Husband: This wasn't the 4-page rebuttal I was expecting.
Masshole: Sounds like a no-brainer when you put it that way.
Susanna: A Scrooge I may be, but we're still having sausages.
Jim: I feel for you. Someday, the dream will be yours, and Santa, God, and the Tooth Fairy will all be in attendance.
Posted by: Tammy | October 24, 2007 at 09:30 PM
My husband who has Sicilian heritage (I don't really know if his behaviour in this question has to do with that or if it's just in his nature) has a different way to 'follow' his soccer team (Milan, obviously Milan based), instead of crying for their losses, he rejoices in the losses of Inter (another Milan based soccer team) and Juventus (Turin based), traditional enemies of Milan.
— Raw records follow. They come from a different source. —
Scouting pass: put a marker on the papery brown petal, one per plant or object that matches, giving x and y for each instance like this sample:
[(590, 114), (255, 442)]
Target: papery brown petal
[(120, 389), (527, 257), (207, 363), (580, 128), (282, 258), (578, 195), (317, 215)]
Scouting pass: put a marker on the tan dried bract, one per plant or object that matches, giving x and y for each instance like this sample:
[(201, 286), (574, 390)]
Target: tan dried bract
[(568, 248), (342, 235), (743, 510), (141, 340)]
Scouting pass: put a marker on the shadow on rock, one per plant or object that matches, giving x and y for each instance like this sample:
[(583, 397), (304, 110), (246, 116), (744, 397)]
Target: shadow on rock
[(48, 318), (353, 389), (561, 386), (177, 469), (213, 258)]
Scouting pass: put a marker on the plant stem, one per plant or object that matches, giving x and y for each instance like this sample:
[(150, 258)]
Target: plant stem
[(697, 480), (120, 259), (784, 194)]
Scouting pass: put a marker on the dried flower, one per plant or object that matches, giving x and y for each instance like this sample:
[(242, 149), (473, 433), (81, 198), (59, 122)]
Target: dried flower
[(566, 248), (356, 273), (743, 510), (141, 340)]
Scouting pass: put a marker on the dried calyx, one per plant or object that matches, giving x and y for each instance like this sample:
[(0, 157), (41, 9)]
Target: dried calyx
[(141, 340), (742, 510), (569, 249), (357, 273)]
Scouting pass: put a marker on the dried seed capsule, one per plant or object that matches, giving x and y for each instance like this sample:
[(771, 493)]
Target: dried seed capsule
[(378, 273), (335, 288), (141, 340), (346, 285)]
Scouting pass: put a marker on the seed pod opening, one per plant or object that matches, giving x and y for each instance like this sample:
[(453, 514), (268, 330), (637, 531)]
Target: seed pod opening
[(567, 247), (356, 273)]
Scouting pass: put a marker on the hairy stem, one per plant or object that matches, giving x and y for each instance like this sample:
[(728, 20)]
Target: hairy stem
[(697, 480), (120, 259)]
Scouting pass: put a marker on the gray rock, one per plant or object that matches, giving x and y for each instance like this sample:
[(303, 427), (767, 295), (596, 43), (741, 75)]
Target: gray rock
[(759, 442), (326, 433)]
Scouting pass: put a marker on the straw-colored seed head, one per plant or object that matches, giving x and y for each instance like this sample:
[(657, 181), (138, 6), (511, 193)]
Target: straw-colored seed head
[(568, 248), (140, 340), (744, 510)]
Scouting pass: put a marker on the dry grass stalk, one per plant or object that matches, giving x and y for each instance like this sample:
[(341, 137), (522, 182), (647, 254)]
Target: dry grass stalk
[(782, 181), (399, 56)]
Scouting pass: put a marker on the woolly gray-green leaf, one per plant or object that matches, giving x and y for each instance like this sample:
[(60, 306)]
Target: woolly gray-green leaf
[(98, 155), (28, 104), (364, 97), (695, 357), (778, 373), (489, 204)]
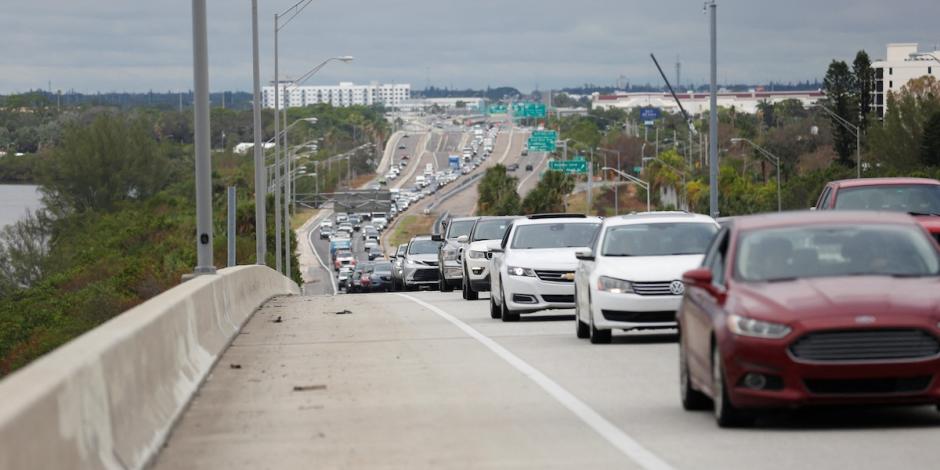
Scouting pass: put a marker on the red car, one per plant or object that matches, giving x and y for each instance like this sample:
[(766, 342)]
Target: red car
[(810, 308), (919, 197)]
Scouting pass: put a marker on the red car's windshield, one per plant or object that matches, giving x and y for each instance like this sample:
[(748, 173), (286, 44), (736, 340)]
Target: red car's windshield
[(918, 198), (840, 250)]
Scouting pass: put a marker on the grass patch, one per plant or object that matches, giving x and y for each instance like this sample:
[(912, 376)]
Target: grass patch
[(410, 226)]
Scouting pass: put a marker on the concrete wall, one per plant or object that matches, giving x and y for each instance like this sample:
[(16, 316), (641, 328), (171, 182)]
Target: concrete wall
[(108, 399)]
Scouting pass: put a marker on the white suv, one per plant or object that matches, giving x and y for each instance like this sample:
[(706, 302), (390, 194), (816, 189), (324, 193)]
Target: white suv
[(475, 258), (533, 268), (631, 277)]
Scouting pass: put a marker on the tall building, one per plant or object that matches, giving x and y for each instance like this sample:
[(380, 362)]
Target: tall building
[(342, 95), (902, 64)]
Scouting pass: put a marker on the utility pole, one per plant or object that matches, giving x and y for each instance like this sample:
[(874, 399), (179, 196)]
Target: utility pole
[(261, 189), (713, 113), (277, 159), (204, 263)]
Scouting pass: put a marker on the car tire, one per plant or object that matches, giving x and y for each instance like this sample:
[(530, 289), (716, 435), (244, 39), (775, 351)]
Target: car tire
[(692, 399), (468, 292), (495, 310), (507, 315), (726, 414), (597, 336)]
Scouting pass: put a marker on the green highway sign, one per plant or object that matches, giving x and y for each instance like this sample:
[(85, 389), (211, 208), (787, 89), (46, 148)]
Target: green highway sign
[(542, 141), (528, 110), (498, 108), (568, 166)]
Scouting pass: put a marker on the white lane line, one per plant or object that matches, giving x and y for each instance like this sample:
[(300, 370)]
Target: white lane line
[(612, 434), (329, 272)]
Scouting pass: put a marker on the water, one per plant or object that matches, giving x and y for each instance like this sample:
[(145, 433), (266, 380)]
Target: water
[(15, 199)]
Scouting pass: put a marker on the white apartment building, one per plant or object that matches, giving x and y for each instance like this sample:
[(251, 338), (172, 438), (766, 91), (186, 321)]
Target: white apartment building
[(902, 64), (342, 95), (698, 103)]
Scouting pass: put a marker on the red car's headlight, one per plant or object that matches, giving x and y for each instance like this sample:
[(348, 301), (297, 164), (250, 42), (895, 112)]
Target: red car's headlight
[(745, 326)]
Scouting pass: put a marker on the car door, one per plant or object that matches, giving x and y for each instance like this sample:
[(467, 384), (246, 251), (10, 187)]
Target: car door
[(699, 308), (582, 276), (496, 265)]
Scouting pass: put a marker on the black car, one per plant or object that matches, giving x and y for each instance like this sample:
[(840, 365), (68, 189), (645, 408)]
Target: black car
[(381, 278)]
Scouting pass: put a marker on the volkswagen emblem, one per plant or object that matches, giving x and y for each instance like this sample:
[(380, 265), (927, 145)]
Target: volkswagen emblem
[(677, 288)]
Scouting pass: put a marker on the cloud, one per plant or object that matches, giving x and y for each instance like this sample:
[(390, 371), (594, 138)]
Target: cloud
[(104, 45)]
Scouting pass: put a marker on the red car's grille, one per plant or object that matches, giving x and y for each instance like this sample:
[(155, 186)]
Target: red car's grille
[(865, 345), (868, 386)]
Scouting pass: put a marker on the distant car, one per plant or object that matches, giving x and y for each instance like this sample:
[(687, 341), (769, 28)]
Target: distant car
[(811, 308), (919, 197), (420, 263), (632, 277), (343, 258), (342, 278), (448, 259), (534, 267), (486, 234), (398, 260), (381, 277)]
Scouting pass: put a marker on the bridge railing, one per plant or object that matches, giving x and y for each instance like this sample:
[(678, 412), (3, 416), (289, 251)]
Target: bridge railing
[(109, 398)]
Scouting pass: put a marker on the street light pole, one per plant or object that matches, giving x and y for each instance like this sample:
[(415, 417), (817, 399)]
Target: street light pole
[(643, 184), (769, 156), (277, 157), (204, 264), (713, 113), (261, 191), (616, 186), (852, 128)]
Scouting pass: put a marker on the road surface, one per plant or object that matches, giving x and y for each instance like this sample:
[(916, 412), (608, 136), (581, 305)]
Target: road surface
[(427, 380)]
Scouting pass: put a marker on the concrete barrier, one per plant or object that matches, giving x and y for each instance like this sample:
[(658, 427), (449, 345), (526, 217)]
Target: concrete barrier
[(109, 398)]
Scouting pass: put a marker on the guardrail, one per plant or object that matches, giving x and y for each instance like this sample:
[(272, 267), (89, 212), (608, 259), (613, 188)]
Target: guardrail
[(462, 186), (109, 398)]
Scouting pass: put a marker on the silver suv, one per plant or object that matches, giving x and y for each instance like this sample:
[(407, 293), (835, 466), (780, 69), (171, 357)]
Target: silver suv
[(448, 259)]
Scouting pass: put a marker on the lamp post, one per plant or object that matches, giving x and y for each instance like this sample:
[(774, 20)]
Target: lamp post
[(852, 128), (673, 167), (204, 264), (616, 186), (643, 184), (769, 156), (287, 161)]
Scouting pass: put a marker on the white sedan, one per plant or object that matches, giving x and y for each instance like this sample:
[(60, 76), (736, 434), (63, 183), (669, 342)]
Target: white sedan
[(631, 278)]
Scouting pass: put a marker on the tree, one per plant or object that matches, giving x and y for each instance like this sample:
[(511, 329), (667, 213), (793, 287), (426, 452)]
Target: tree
[(549, 194), (497, 193), (864, 82), (930, 143), (839, 86), (110, 160)]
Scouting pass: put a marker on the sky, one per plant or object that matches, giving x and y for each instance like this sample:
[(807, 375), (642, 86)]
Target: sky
[(137, 45)]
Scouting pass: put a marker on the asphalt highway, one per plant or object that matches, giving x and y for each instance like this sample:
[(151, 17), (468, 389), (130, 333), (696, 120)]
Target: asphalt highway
[(428, 380)]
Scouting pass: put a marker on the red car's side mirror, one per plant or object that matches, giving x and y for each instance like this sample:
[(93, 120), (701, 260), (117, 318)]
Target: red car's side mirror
[(701, 277)]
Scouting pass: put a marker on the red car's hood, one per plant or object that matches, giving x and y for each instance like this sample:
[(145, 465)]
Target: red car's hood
[(929, 222), (831, 298)]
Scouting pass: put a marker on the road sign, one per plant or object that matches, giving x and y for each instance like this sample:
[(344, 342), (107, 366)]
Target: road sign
[(568, 166), (649, 115), (542, 141), (497, 108), (528, 110)]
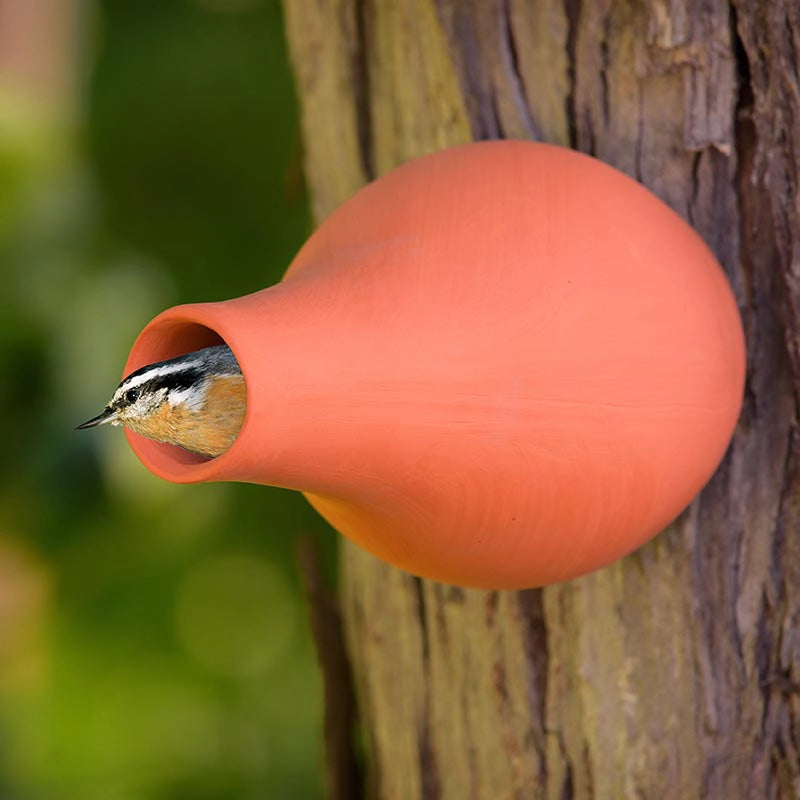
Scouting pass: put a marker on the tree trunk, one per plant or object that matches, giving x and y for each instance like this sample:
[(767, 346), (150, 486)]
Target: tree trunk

I'm still surprised of the pure joy it gives him... not very nice maybe but it seems better than what you describe. Maybe.
Posted by: ilva | October 25, 2007 at 09:46 AM
Ha, this cracked me up...
Posted by: Luisa | October 25, 2007 at 09:55 AM
Ha! Now that's entertainment! Thank you Tammy! Oh, btw, DH wanted Cleveland to win, but I wanted the Sox to win because of you guys.
Posted by: Sally | October 25, 2007 at 01:09 PM
We're an expat Sox household (ah, but the Nation is nationwide!).
I used to feel your pain, but now I'm a fan, too. If you can't beat 'em, join 'em. Childog, anyone? :)
Posted by: Anita | October 26, 2007 at 03:24 PM
Anita: It's just so EXHAUSTING.
Sally: Thanks for pulling for us. I owe you one.
Luisa: I'm still loving your gluten-free post.
Ilva: I forgot to mention that my husband does the same thing when the Yankees lose. Oh, the euphoria.